Das Berufsausbildungsverhältnis beginnt mit der Probezeit. Sie muss mindestens einen Monat und darf höchstens vier Monate betragen. So ist es in § 20 BBiG geregelt. Anders als bei Arbeitsverhältnissen kann auf eine Probezeit nicht verzichtet werden. Die Kündigung bedarf keiner Begründung.

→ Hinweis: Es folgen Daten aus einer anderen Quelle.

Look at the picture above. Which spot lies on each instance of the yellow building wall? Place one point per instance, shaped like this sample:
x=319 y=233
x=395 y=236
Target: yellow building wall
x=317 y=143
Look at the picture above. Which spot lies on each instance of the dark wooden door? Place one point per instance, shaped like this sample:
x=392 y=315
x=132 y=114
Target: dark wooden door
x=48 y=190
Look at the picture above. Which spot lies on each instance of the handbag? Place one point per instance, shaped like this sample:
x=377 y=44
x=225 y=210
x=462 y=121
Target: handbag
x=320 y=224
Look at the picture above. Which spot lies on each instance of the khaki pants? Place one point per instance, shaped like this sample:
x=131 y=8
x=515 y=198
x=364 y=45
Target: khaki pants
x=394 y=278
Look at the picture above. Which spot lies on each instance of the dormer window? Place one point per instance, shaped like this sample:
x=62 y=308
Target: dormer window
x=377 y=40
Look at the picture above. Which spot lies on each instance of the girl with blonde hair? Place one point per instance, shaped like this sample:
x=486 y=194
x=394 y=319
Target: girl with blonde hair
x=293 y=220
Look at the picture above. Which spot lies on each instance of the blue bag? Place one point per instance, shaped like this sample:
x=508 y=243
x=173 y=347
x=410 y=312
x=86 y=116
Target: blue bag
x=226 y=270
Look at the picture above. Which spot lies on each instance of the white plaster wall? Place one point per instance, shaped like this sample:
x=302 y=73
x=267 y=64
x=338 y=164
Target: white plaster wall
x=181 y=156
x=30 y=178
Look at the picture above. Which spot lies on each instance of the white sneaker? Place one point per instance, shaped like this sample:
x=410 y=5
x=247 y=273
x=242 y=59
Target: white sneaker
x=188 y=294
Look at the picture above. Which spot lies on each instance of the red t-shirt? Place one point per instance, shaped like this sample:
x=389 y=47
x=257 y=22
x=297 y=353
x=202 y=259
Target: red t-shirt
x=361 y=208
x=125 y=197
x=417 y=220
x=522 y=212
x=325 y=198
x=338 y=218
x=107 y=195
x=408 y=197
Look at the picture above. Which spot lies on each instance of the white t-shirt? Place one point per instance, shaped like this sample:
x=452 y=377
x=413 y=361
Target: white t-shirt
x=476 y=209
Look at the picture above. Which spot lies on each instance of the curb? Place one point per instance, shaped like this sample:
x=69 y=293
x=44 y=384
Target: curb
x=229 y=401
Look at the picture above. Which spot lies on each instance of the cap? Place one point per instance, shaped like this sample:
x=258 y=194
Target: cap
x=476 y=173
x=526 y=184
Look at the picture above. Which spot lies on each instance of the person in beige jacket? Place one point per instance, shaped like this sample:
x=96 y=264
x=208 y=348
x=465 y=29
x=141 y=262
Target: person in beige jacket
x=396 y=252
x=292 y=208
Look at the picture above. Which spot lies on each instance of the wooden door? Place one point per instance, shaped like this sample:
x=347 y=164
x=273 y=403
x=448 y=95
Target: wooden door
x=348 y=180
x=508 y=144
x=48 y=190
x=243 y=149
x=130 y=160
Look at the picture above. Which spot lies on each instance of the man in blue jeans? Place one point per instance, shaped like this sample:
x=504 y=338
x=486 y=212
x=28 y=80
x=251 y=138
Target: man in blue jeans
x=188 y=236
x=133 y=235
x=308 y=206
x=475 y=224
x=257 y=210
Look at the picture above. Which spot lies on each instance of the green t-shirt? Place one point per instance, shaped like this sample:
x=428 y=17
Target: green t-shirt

Nach Ablauf der Probezeit kann nur noch eingeschränkt gekündigt werden (siehe unten).

Die Eignung der Ausbildungsstätte

An die Eignung der Ausbildungsstätte werden, um die Erreichung des Ausbildungsziels zu gewährleisten, einige Anforderungen gestellt.

So dürfen Auszubildende nur eingestellt und ausgebildet werden, wenn die Ausbildungsstätte nach Art und Einrichtung für die Berufsausbildung geeignet ist und die Zahl der Auszubildenden in einem angemessenen Verhältnis zur Zahl der Ausbildungsplätze oder zur Zahl der beschäftigten Fachkräfte steht, es sei denn, dass anderenfalls die Berufsausbildung nicht gefährdet wird. Auch eine an sich ungeegignete Betriebsstätte gilt als geeignet, wenn die Inhalte durch Maßnahmen außerhalb der Betriebsstätte vermittelt werden.

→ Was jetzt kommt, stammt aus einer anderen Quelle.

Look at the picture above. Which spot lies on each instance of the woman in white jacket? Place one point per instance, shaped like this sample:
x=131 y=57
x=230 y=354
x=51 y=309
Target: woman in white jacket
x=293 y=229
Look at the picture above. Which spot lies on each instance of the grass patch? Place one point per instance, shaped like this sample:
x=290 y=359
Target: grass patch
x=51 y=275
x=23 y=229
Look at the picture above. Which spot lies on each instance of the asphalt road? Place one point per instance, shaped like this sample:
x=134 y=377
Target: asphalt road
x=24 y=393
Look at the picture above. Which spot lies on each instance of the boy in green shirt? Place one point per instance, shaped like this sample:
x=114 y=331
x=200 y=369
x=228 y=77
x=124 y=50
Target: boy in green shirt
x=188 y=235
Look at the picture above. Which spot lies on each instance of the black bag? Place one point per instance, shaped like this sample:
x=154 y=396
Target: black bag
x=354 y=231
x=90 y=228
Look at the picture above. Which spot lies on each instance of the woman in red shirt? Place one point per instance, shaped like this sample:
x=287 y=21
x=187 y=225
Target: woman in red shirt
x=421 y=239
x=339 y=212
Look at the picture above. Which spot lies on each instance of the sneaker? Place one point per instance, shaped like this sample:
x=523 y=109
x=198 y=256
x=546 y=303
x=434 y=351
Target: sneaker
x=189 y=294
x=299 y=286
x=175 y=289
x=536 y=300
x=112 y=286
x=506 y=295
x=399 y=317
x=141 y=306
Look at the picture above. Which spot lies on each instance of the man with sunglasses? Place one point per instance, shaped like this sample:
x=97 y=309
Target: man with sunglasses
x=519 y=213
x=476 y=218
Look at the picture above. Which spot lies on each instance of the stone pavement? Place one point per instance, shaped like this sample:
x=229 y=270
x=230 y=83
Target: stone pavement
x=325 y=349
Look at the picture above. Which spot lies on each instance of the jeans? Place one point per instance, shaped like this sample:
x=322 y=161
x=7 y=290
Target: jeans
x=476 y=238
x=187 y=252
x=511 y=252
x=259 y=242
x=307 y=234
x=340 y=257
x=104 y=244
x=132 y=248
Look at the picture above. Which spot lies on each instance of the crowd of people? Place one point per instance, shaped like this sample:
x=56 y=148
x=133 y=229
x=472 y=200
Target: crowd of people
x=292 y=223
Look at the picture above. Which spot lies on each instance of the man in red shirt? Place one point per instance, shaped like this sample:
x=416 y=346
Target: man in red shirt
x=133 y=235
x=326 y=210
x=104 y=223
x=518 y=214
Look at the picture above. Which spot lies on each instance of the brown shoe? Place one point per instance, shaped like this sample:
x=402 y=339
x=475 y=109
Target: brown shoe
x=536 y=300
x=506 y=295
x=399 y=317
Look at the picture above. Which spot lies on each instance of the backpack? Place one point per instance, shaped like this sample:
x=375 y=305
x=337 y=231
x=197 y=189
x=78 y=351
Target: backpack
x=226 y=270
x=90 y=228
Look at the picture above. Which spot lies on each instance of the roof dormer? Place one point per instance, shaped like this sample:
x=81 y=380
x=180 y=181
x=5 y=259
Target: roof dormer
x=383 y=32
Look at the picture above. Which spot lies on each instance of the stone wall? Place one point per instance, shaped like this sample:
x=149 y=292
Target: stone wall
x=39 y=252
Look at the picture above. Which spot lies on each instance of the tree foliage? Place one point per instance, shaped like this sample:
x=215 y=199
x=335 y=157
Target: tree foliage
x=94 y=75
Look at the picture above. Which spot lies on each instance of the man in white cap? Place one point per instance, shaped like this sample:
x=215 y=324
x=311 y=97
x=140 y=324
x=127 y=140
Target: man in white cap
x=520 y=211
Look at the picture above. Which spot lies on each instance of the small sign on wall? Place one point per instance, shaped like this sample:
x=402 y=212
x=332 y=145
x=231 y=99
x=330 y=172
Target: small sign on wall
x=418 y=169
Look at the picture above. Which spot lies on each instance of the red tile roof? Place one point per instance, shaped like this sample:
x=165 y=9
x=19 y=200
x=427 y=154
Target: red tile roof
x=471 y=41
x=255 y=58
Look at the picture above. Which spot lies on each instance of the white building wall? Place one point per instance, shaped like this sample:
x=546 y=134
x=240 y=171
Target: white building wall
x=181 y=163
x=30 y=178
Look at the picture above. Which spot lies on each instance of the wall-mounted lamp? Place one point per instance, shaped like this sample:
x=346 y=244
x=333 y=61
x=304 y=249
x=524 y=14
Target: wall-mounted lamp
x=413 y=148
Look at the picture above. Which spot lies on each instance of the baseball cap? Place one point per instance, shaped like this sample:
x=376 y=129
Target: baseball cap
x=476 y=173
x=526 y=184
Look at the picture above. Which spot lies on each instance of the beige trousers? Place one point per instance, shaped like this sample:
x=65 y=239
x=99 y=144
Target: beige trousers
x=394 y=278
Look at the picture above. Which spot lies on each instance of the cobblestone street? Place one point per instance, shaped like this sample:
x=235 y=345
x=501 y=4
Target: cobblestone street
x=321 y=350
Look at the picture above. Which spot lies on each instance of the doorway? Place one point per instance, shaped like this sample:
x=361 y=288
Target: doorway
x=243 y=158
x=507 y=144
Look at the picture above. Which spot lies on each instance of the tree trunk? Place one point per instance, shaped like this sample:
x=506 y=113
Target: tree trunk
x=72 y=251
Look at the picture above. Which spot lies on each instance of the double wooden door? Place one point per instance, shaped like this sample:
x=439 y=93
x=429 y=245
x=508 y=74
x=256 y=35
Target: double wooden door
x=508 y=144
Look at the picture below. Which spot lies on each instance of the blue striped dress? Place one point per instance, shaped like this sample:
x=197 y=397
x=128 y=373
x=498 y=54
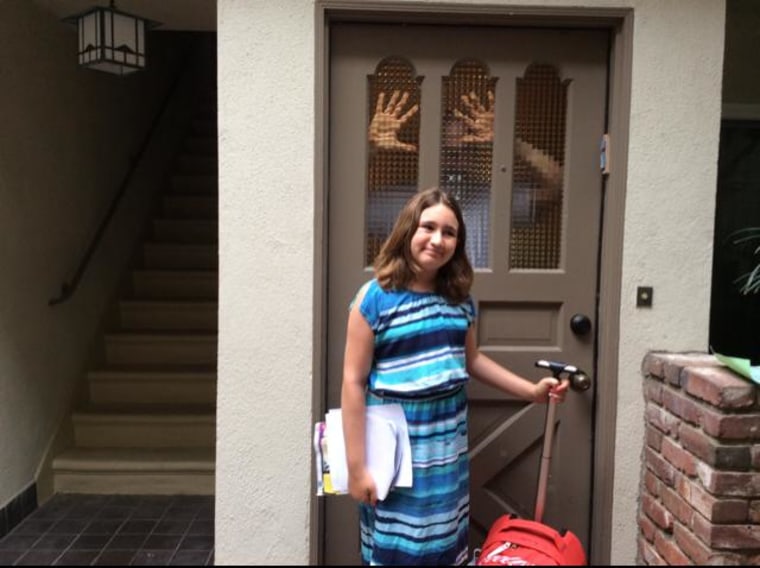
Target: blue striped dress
x=419 y=362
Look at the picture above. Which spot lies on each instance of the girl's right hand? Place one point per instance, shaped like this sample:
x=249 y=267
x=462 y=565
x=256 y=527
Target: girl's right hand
x=362 y=487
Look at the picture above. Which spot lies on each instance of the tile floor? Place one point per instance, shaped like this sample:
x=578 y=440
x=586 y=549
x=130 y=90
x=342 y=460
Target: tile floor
x=114 y=530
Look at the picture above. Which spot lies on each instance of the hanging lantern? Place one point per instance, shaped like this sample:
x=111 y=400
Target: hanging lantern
x=110 y=40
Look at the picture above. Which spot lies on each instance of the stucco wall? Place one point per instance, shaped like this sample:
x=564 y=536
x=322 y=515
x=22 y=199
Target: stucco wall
x=267 y=117
x=67 y=137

Die Eignung des Ausbildenden

Der Ausbildende darf nur ausbilden, wenn er persönlich und fachlich geeignet ist. Bei fehlender Eignung kann aber ein fachlich geeigneter Ausbilder bestellt werden.

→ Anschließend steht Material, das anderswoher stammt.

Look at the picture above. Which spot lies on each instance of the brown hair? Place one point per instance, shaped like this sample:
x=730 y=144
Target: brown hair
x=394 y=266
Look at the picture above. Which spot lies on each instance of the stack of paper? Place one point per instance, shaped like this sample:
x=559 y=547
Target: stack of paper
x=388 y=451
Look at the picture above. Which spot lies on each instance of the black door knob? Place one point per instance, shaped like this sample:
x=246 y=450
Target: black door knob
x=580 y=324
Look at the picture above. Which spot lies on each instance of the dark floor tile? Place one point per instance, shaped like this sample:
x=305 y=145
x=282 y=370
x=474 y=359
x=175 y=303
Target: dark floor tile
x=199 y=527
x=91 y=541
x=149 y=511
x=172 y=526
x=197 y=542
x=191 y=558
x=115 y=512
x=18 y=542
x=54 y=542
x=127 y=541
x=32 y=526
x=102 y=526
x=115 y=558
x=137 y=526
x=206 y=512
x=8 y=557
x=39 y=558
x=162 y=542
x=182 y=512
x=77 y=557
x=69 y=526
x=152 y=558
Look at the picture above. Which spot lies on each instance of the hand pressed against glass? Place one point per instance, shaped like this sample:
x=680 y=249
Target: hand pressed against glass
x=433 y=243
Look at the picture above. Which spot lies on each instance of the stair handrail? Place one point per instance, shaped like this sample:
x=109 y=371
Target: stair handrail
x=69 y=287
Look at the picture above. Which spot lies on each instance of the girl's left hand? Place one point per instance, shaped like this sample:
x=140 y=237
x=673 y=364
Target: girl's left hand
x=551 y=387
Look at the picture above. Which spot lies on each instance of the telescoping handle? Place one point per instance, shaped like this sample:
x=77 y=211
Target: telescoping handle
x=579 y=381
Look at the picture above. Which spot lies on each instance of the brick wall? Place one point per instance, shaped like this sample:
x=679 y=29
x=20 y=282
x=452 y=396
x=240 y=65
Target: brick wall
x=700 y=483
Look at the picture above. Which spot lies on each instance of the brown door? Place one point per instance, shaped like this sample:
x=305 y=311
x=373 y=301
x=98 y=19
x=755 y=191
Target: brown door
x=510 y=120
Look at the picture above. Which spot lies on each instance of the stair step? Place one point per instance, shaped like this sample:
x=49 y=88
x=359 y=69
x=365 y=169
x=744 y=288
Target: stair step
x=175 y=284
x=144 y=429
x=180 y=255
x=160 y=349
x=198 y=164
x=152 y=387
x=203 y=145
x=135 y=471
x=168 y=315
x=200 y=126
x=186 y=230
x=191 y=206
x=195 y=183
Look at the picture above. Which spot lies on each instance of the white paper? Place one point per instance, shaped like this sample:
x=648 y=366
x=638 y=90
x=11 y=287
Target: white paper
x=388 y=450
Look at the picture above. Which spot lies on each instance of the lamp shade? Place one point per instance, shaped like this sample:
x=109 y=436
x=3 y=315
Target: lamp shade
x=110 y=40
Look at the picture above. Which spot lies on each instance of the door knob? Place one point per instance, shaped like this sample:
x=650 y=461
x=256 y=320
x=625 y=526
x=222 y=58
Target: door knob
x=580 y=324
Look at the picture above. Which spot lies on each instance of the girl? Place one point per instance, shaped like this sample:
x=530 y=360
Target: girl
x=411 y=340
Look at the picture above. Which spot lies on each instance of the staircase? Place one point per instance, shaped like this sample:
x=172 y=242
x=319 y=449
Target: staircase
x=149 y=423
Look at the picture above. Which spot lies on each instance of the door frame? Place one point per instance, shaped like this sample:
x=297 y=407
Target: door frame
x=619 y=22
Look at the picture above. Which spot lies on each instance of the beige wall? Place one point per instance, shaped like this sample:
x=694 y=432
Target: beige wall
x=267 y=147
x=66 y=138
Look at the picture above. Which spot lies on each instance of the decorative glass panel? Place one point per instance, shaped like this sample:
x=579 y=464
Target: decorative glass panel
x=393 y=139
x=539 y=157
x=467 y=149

An der persönlichen Eignung fehlt es unter anderem bei wiederholten Verstößen gegen das BBiG. Die fachliche Eignung ist in § 30 BBiG geregelt. Neben einer angemessenen Zeit der praktischen Tätigkeit in seinem Beruf besitzt der Ausbildende die erforderlichen beruflichen Fertigkeiten, Kenntnisse und Fähigkeiten, wenn er

  1. die Abschlussprüfung in einer dem Ausbildungsberuf entsprechenden Fachrichtung bestanden hat,
  2. eine anerkannte Prüfung an einer Ausbildungsstätte oder vor einer Prüfungsbehörde oder eine Abschlussprüfung an einer staatlichen oder staatlich anerkannten Schule in einer dem Ausbildungsberuf entsprechenden Fachrichtung bestanden hat,
  3. eine Abschlussprüfung an einer deutschen Hochschule in einer dem Ausbildungsberuf entsprechenden Fachrichtung bestanden hat oder
  4. im Ausland einen Bildungsabschluss in einer dem Ausbildungsberuf entsprechenden Fachrichtung erworben hat, dessen Gleichwertigkeit nach dem Berufsqualifikationsfeststellungsgesetz oder anderen rechtlichen Regelungen festgestellt worden ist.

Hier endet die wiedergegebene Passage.